Surgalign has announced U.S. Food and Drug Administration (FDA) 510(k) clearance for its Cortera spinal fixation system.
“The Cortera system is a testament to the spine engineering talent and expertise we’ve assembled in very short order, as we moved from zero engineers in the United States following the RTI divestiture two years ago, to approximately 30 today,” Terry Rich, president and CEO of Surgalign, told the press. “Thanks to our team and incredible surgeon partners, we progressed from company inception to FDA 510(k) clearance with a very polished system in approximately 16 months. We are excited with the prospects the Cortera system brings to Surgalign, and those around the world who rely on our technology to drive better patient outcomes.”

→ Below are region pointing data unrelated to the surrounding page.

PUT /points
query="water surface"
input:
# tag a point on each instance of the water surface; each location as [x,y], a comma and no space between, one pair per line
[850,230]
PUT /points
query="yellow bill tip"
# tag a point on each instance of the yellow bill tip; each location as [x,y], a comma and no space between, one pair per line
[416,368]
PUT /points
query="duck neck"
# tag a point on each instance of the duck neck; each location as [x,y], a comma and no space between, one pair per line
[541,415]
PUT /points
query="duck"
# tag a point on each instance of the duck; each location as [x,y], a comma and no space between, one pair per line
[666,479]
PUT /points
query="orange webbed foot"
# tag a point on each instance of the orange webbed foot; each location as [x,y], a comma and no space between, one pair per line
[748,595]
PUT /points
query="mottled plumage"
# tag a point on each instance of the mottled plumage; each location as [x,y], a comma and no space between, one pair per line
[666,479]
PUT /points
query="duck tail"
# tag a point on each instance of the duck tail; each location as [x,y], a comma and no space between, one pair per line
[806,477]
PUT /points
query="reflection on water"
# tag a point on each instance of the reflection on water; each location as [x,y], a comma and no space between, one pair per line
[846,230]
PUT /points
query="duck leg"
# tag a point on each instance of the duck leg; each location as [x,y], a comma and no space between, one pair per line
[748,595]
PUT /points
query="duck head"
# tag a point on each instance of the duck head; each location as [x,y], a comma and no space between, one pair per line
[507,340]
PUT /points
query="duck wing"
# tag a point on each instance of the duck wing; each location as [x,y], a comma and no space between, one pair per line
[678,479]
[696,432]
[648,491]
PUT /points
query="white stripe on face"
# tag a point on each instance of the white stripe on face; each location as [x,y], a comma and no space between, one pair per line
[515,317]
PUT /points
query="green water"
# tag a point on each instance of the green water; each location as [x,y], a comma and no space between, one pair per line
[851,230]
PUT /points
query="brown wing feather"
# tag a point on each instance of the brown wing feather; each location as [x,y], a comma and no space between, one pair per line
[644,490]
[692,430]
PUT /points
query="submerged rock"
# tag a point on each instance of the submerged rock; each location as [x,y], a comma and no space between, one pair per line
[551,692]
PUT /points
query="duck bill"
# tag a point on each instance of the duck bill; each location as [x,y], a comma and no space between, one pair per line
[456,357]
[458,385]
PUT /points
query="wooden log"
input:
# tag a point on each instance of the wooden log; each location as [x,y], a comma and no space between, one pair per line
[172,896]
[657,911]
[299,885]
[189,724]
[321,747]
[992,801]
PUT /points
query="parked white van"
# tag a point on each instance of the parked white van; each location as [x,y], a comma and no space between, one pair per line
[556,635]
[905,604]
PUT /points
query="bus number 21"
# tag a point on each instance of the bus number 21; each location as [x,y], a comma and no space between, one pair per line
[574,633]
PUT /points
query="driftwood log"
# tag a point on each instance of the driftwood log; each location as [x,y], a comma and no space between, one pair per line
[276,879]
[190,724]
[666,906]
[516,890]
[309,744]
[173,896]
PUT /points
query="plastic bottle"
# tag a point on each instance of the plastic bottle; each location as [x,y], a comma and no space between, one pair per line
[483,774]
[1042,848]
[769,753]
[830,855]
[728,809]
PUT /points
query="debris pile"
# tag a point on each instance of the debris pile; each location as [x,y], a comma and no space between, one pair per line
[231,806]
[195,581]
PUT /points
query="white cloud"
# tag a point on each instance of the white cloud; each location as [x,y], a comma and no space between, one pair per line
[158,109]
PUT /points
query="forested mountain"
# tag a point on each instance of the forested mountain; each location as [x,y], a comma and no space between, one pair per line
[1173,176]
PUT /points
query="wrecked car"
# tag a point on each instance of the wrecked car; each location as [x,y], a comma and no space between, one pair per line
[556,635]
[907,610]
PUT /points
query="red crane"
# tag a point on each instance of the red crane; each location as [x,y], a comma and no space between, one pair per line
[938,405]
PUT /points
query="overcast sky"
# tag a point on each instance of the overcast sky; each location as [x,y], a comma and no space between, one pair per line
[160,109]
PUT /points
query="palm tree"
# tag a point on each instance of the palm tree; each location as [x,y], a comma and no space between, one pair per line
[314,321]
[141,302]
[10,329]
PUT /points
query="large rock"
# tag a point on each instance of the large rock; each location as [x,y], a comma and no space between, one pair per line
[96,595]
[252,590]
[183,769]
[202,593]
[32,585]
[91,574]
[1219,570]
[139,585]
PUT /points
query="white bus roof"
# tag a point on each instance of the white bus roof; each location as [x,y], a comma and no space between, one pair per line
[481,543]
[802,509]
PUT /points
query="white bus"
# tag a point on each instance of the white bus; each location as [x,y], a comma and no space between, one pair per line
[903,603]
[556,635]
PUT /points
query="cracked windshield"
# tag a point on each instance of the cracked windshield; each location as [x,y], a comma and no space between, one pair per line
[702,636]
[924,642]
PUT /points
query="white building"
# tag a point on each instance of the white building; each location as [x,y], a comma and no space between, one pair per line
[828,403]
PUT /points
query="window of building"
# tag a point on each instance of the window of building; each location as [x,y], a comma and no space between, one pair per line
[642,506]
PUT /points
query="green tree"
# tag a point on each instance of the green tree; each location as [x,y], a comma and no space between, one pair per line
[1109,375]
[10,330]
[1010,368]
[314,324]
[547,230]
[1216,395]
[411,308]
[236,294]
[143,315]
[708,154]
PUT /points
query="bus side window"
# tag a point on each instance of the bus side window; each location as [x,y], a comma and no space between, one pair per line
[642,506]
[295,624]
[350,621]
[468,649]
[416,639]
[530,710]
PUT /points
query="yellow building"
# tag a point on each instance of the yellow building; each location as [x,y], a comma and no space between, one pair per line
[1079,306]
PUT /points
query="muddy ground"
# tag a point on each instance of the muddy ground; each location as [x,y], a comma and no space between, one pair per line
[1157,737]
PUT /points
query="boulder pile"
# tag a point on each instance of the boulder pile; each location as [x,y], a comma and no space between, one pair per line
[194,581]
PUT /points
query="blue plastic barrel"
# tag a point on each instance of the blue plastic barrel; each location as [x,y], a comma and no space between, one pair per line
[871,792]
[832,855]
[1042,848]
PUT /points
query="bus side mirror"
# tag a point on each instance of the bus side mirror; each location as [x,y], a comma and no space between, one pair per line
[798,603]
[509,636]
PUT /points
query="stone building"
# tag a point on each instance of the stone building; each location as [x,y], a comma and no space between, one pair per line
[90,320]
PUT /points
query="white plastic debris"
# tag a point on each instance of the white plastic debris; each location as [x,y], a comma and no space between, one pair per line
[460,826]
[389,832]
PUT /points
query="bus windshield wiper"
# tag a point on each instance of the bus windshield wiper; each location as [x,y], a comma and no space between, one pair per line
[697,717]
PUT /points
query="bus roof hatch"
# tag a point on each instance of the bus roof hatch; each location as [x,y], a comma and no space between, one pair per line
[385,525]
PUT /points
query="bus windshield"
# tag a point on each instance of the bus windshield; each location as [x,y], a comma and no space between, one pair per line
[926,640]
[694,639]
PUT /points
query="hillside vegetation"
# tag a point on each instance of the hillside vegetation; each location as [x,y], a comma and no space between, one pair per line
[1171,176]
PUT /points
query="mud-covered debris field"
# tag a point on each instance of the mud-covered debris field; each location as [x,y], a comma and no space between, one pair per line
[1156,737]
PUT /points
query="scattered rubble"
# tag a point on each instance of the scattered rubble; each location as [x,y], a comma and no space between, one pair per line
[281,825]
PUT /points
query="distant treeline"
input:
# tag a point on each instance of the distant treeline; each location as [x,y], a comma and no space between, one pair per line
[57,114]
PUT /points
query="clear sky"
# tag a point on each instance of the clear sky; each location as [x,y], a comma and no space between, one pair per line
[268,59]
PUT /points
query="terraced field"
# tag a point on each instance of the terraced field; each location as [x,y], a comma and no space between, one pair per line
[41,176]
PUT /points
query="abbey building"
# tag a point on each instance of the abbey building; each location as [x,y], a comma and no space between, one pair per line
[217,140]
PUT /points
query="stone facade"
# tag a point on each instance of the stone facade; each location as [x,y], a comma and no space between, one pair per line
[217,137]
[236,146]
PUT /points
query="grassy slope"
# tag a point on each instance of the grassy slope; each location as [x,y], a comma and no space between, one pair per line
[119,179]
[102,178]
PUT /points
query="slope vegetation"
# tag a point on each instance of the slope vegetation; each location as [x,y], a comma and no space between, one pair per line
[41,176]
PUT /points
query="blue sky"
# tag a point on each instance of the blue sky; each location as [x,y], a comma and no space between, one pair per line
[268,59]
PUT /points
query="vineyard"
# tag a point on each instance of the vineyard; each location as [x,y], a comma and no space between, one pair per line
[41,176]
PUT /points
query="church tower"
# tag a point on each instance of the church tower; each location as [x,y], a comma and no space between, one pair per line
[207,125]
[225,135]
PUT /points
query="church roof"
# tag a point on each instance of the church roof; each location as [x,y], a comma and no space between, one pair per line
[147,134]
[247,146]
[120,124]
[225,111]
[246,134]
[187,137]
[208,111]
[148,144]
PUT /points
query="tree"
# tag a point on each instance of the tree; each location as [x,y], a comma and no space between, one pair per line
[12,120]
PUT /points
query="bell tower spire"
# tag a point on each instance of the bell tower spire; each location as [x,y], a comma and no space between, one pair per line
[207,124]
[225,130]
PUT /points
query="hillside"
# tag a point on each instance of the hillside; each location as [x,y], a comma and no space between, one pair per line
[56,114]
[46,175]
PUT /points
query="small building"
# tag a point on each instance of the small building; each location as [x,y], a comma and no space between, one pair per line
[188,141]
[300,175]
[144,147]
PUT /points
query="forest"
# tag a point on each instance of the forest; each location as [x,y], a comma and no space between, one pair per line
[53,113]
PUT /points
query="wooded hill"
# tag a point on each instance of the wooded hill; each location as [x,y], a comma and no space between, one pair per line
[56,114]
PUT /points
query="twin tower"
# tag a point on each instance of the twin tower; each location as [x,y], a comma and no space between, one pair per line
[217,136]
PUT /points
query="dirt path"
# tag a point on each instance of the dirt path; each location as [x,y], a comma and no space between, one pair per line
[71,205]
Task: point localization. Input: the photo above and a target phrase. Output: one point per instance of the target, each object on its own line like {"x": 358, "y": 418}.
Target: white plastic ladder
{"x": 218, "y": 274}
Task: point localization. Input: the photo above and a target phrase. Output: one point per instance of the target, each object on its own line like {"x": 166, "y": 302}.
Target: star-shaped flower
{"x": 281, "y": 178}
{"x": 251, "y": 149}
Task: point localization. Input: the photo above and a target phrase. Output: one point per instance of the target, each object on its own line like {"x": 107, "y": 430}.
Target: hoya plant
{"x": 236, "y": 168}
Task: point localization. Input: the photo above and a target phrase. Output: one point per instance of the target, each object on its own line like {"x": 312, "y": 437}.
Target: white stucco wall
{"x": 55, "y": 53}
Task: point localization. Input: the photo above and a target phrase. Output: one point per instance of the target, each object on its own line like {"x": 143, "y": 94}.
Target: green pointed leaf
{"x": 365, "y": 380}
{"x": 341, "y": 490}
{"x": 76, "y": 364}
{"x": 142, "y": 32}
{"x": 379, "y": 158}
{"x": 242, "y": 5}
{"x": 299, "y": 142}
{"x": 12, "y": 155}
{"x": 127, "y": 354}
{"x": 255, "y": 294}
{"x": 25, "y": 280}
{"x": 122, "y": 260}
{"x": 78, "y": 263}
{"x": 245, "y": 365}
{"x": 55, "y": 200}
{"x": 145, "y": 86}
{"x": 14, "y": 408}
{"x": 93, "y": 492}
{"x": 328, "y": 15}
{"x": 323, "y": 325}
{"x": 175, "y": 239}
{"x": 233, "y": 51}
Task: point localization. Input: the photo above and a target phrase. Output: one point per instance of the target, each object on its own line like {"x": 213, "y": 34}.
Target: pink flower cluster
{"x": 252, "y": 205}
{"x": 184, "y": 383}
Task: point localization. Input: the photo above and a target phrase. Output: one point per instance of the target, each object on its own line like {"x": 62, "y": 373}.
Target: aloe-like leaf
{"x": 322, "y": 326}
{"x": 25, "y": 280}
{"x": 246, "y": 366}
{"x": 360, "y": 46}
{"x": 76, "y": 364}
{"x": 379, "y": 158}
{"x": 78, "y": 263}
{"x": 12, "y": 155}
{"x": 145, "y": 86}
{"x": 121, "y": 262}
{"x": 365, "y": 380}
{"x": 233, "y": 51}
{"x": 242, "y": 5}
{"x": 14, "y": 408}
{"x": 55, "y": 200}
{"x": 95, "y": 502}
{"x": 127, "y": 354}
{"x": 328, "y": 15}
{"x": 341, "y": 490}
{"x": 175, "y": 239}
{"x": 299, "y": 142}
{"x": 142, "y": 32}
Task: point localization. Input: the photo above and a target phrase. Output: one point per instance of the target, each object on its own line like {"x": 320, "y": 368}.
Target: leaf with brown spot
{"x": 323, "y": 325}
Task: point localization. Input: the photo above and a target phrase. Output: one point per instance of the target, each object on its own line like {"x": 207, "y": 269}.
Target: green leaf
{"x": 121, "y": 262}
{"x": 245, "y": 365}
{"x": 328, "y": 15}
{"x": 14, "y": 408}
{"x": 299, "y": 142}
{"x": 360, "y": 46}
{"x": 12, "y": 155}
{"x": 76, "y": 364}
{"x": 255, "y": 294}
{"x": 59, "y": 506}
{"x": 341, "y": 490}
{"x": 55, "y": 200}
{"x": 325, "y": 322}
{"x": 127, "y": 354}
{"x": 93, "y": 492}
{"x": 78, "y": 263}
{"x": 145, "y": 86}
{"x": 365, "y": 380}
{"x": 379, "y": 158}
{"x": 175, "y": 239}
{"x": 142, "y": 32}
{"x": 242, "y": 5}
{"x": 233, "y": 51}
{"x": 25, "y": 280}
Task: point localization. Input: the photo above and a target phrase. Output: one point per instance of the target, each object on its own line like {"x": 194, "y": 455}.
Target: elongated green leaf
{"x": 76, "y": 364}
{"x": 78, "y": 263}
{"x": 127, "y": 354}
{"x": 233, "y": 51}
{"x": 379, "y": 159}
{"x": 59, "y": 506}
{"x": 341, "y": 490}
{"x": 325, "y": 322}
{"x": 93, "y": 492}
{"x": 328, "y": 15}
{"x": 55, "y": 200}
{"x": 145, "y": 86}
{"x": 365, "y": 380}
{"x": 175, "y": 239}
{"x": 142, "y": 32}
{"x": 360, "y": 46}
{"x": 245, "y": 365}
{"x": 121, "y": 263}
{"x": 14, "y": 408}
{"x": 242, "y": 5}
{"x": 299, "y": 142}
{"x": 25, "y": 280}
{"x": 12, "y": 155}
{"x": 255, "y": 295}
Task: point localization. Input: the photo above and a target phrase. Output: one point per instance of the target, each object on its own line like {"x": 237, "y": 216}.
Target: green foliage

Cortera is a 5.5/6 mm rod pedicle screw system with both open and MIS (minimally invasive surgical) modules. It has a feature-rich screw design with a comparatively low profile and newly designed locking mechanism.
“Cortera resulted from the culmination of efforts by some of the most experienced and knowledgeable surgeons, engineers, and project team members in the world. The system is hands down the most precise, elegant and comprehensive screw that currently exists in my opinion.” said Dr. Jeremy Smith, Chief of Spine, Hoag Orthopedic Institute. “I find the system has an evolved sophistication that provides a high-quality user experience and enhanced clinical performance in challenging pathologies.”
“What excites me about Cortera is how the system was forward-thinking to the technology evolution we are witnessing now in spine surgery,” said Dr. Craig Meyer, a Cedars-Sinai MIS Fellowship trained spine surgeon. “This is an exciting time to be a spine surgeon and hardware systems like Cortera will facilitate our rapid evolution of techniques to perform spinal surgery when integrated with technologies like HOLO Portal.”
Surgalign will integrate Cortera with its HOLO Portal surgical guidance system for an optimal user experience for pedicle screw navigation. The firm is planning to add further implants and instruments to Cortera over the next few years to expand the system’s applications into a majority of posterior spinal fixation procedures.